Joselynn Tokashiki Engstrom: The Boys in the Barracks
The Boys in the Barracks – Found photographs: A rare look into one man’s snapshot of the Vietnam War.
“The Boys in the Barracks” consists of found photos and memories. When my father died unexpectedly 10 years ago, I went to Alaska to pack up all of his earthly belongings. I discovered a box of photographs squirreled away. Hundreds of little black and white polaroids from the 1960’s documenting his time living and fighting in the Vietnam War. Images of the bunkhouse, standing with friends, smoking, drinking, flirting with girls – just trying to be “normal” teenagers. I have spent hundreds of hours with these pictures looking for clarity and clues. I have found some answers and raised many more questions. These images haunt me – who were they? Did they survive the war?
When I found these photos, I knew that I had to share them – display them for people to reflect on, as I have; to breathe life into them and show a rare look into one man’s snapshot of the war. It seems that most everyone has someone in their family that fought somewhere.
I was raised listening to the bootleg records he bought while living in Asia. The music you will hear filling the bunkhouse are digitized songs from his vinyl collection, the soundtrack of his days in the war; the soundtrack of his youth.
A few years ago, I had the opportunity to create this installation at a remote arts festival in the woods of Northwestern Washington. I have always wanted to show this in Seattle so that more people could view it. I am honored to have the opportunity to reimagine this installation at Camp Long and the Arts in Nature Festival.
Manipulating natural materials based on relationships with place and space.

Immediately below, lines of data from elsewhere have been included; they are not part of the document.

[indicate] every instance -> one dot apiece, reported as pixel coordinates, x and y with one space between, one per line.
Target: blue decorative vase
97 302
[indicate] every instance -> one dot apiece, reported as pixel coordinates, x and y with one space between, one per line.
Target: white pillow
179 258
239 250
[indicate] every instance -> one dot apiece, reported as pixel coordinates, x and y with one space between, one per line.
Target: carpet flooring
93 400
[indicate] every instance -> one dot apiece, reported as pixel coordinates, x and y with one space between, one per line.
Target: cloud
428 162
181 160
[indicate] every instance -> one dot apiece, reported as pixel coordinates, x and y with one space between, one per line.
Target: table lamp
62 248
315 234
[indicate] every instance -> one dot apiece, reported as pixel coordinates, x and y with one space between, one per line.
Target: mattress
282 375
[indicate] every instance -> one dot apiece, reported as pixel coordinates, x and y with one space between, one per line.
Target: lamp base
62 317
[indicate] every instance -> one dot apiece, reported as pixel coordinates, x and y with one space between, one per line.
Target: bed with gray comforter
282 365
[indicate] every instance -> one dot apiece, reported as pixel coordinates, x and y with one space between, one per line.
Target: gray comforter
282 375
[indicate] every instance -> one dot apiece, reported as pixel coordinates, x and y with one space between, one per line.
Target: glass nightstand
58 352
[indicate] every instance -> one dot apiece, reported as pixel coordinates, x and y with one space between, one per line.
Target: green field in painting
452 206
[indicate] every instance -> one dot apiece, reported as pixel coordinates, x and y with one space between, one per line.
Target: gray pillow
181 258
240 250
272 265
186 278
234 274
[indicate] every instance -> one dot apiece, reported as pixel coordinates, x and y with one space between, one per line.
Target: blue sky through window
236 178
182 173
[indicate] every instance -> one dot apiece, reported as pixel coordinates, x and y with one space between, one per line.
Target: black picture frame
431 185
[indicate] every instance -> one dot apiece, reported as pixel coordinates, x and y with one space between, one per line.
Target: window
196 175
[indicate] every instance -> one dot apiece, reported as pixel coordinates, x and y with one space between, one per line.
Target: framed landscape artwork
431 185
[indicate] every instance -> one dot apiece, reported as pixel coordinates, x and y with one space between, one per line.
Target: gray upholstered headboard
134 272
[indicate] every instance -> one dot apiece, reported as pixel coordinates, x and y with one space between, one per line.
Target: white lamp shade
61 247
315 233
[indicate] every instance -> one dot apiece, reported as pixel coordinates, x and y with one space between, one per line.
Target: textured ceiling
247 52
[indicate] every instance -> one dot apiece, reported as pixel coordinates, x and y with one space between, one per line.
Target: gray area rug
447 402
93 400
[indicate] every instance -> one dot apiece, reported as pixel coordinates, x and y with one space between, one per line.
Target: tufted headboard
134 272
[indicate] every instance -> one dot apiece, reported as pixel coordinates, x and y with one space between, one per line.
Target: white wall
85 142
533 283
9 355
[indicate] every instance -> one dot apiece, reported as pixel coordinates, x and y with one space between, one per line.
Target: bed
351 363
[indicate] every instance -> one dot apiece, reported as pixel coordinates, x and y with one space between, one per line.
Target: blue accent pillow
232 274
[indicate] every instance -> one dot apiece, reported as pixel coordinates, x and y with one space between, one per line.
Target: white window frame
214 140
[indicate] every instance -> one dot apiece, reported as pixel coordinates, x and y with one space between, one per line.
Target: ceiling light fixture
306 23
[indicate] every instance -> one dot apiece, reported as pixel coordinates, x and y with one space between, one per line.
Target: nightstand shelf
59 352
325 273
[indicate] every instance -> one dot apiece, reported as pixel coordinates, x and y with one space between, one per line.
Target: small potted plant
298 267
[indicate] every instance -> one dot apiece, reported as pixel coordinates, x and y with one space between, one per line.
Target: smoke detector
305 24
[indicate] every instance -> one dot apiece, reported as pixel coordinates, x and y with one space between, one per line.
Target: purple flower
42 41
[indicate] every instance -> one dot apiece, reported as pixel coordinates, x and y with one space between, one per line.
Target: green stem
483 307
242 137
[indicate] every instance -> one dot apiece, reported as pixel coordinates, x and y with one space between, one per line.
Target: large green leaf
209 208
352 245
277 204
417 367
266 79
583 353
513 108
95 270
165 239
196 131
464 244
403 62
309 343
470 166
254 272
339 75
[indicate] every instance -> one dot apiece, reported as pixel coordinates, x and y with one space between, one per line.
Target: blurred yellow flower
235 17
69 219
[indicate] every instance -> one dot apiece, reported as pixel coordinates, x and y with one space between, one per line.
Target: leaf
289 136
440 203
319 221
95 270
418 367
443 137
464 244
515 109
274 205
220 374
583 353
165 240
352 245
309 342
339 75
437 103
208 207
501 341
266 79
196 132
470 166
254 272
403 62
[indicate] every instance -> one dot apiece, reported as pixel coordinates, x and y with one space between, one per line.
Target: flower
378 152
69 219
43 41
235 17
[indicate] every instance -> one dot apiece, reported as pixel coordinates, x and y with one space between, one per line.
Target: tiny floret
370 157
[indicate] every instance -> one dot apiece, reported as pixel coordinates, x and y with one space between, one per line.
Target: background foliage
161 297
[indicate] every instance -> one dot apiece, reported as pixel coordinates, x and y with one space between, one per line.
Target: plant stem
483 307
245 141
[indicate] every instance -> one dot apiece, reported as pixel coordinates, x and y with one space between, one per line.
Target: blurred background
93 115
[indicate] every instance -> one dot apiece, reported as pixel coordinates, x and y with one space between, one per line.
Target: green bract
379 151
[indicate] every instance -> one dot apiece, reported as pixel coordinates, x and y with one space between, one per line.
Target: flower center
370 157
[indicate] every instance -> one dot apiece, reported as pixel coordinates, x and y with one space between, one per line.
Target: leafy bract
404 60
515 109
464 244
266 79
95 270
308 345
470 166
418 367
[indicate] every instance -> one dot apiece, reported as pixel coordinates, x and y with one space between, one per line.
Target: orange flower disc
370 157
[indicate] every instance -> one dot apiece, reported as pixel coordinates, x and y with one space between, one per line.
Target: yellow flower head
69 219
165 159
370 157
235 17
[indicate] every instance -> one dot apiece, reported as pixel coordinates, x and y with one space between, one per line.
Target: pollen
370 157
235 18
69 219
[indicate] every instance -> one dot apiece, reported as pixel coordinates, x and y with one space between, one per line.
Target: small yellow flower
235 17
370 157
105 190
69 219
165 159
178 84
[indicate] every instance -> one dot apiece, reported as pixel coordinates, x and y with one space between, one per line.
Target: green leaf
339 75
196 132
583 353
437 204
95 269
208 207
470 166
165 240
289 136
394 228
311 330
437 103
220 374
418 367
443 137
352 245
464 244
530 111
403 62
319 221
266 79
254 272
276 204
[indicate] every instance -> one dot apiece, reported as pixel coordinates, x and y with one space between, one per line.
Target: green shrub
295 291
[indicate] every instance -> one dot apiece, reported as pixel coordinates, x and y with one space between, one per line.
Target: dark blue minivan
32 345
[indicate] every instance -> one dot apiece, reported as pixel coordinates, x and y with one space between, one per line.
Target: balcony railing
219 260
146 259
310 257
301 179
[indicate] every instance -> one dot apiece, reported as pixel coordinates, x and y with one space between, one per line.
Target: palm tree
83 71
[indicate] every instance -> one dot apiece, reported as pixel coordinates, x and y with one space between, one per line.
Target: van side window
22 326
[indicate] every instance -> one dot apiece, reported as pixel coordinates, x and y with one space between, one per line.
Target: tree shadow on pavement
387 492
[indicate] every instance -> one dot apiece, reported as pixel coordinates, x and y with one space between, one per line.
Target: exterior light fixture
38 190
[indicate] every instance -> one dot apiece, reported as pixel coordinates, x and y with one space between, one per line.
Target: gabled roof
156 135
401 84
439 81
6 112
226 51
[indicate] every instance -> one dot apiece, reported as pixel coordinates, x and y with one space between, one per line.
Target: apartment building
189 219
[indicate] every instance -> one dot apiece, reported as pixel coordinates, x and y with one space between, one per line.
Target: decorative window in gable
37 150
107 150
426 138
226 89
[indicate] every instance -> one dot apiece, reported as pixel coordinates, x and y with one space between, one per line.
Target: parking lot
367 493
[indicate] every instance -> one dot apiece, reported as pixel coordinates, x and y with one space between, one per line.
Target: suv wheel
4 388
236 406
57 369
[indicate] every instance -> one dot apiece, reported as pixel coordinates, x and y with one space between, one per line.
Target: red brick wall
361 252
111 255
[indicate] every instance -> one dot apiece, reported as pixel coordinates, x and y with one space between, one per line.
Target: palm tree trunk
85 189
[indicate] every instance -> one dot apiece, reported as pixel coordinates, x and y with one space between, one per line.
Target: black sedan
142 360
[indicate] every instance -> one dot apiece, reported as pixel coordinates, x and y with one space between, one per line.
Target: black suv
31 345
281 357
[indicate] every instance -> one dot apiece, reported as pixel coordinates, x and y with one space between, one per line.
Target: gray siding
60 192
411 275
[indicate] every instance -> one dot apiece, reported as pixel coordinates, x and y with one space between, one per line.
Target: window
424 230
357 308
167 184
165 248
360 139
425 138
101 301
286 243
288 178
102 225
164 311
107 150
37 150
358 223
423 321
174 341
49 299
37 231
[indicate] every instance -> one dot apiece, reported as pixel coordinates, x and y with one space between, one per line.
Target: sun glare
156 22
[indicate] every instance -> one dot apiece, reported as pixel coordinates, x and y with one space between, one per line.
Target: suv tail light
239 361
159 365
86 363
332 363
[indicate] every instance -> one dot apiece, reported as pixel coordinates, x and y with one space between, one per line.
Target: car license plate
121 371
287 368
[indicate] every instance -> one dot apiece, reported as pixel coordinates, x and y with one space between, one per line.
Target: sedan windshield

Jules is an Artist, Environmental Educator, Forest Therapy Guide and Owner/Operator of The Art of Connection. Jules does their work in partnership with humans and the environment through intentional education/guiding and artistic expression.
Vibrant and abstract acrylic paint pours inspired by patterns and movement observed in nature.
Julia Swenson is a modern abstract artist who works in her studio in Bellevue, WA. Specializing in large and vibrantly colored abstract acrylic paintings inspired by movement and patterns seen in nature. Her artwork communicates a range of emotions from spiking the viewer's curiosity, providing inspiration and joyful energy to creating a mesmerizing, meditative effect with more calming and neutral pieces.